Contemptuous of fundamental human rights? No. Just suspicious of judges who are impatient with the parliamentary process and grasp at this hazy notion of "human rights" to dictate a result that sounds good and makes them feel good but bears little relation to the law.

Jealous of any source of power apart from their own? You bet. Judges who usurp the role of parliament (and therefore the people) have forgotten their job description. Of course, judges have to make choices when they interpret vague laws. Undoubtedly, the common law legitimately moves in small, incremental ways. The problem is that when you give them an inch, activist judges take a long, meandering Kirbyesque mile. They travel down roads they have no business being on, using as their road map their own personal drafting manual.

For example, inside Kirby's Guide to Law-Making you will probably find a long chapter on "human rights" followed by an even fatter chapter on international law, because, as Kirby said in an interview in April: "(International law) will make us more creative." And then there is the chapter on protecting "minorities, the weak and the vulnerable" where phrases like "community values" and "social justice" will surely outnumber any references to the rule of law.

As one judge on a bench of seven, Kirby's activist forays make an amusing read, but are essentially irrelevant. However, when too many judges start running their own race, the rule of law is left behind. The NSW Industrial Relations Commission is a perfect example of how fine-sounding sentiment about protecting the weak and the vulnerable is so easily abused by unaccountable, unelected activist judges.

In NSW, unfair dismissal laws stop unscrupulous employers who try to pay employees below award rates by using independent contractor arrangements. Think garage sweatshops and overworked, underpaid migrant workers. That is weak and vulnerable and parliament, to its credit, tried to do something about it.

Enter a few interventionist IRC judges and you soon had senior executives claiming unfair dismissal, using the same laws to secure $14 million option packages.
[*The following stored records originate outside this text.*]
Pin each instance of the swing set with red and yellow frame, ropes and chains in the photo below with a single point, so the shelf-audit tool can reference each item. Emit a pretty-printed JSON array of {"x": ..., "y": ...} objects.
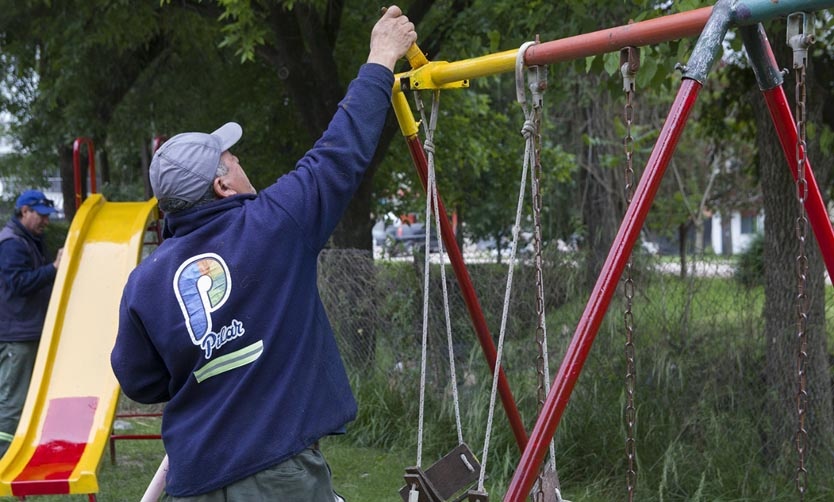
[{"x": 453, "y": 476}]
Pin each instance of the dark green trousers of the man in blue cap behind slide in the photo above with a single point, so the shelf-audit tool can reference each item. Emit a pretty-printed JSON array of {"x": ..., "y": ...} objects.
[{"x": 17, "y": 359}]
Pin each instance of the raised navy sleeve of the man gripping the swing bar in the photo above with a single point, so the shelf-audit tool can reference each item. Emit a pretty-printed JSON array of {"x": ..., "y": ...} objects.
[{"x": 316, "y": 193}]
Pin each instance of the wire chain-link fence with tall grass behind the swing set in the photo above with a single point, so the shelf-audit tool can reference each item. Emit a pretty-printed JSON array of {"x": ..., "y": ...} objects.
[{"x": 700, "y": 351}]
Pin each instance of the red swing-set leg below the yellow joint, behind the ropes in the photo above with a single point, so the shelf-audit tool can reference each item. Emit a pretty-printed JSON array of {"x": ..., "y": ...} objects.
[{"x": 469, "y": 297}]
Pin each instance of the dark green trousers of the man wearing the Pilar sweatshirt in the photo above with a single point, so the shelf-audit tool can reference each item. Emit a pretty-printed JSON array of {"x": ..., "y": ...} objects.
[{"x": 303, "y": 478}]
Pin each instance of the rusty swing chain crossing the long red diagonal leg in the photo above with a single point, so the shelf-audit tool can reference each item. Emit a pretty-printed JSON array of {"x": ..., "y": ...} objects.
[{"x": 629, "y": 64}]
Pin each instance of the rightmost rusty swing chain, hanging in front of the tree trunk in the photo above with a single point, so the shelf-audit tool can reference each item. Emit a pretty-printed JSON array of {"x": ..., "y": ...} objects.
[{"x": 802, "y": 303}]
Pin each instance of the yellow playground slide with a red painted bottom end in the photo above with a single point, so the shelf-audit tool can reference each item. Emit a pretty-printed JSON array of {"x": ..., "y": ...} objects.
[{"x": 66, "y": 422}]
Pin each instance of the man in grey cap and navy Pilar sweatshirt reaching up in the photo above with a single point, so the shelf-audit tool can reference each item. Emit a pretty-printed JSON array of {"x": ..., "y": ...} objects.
[{"x": 224, "y": 320}]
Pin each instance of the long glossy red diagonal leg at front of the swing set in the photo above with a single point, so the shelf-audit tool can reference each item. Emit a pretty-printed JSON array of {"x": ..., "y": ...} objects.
[{"x": 602, "y": 293}]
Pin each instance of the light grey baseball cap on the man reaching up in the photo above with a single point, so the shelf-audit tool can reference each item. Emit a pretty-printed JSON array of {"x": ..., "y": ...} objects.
[{"x": 185, "y": 165}]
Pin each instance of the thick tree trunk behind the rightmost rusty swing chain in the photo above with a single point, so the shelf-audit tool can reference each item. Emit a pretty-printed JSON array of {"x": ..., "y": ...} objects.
[{"x": 780, "y": 310}]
Kirby's weak and vulnerable victim -- the licence to judicial law-making -- has been extended by IRC judges to corporate executives who are neither weak nor vulnerable.

An expert in employment law, Sydney lawyer John Colvin, has seen the IRC become the rich boys' legal playground. He has written about the "lucky executives in NSW" who can apply to the IRC to "set aside negotiated contracts of employment even when they provide for lengthy notice periods, termination payouts, share schemes and bonuses".
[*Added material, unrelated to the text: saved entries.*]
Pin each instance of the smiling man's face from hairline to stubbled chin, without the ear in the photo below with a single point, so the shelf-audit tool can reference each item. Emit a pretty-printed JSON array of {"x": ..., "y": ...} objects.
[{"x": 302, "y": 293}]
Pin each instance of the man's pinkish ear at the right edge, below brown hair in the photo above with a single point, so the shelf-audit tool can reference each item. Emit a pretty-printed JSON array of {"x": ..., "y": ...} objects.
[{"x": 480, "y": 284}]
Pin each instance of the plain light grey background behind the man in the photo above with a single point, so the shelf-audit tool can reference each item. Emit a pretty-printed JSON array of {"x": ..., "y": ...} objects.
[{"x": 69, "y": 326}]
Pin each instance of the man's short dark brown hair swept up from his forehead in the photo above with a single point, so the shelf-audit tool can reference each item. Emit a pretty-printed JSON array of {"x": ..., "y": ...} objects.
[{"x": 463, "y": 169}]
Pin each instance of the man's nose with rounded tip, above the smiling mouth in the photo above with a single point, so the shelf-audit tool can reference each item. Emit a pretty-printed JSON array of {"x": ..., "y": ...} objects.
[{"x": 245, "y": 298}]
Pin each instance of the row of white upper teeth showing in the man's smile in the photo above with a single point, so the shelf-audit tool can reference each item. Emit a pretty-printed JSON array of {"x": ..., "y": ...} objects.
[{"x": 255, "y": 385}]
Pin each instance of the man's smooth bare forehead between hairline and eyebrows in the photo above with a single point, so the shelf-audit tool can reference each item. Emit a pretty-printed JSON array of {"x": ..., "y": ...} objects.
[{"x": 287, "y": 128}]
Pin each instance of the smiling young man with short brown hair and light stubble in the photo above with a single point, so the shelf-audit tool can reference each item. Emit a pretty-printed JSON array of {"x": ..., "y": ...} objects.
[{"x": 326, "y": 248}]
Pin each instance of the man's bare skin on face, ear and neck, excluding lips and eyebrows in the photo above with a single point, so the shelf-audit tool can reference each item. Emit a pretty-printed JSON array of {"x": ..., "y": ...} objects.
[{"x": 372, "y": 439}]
An employee will always call a termination "unfair" but why do IRC judges so often agree? Because they can. "Fairness," says Colvin, "is a bit like beauty, which can reside in the eye of the beholder." NSW politicians made it easy for them by drafting vague laws, leading the judges out into the wilderness and abandoning them, as former High Court judge Hayden Starke said once.

The IRC frolics show how uncertain laws translate into expensive litigation. Employers will pay a premium to avoid those costs. That jacks up the costs of employment and that, in turn, acts as a disincentive to business to set up headquarters in NSW. Judicial activism is not harmless. The medical indemnity crisis should have taught us that.

The IRC has claimed jurisdiction over all sorts of commercial contracts far removed from the original intention of parliament. Fortunately, the state's highest court has had enough. Overturning a decision of the IRC, the president of the NSW Court of Appeal, Keith Mason, recently delivered a scathing critique of the IRC: "Like the Chief Justice, I am profoundly troubled by the march of the commission's jurisdiction into the heartland of commercial contracts."

On it went. "The matter is also troubling," said Mason, "because it must frankly be stated that the members of the commission do not generally have the experience of the judges of the Equity Division in such matters and because ... the commission lacks the ongoing assistance of appellate and other supervision by the Court of Appeal or the High Court in such matters." Translation: An interventionist court out of control and out of its depth. That about sums up what's wrong with activist judges.

What would Kirby make of this latest criticism from judges of the NSW Court of Appeal? Just a bunch of bully boys?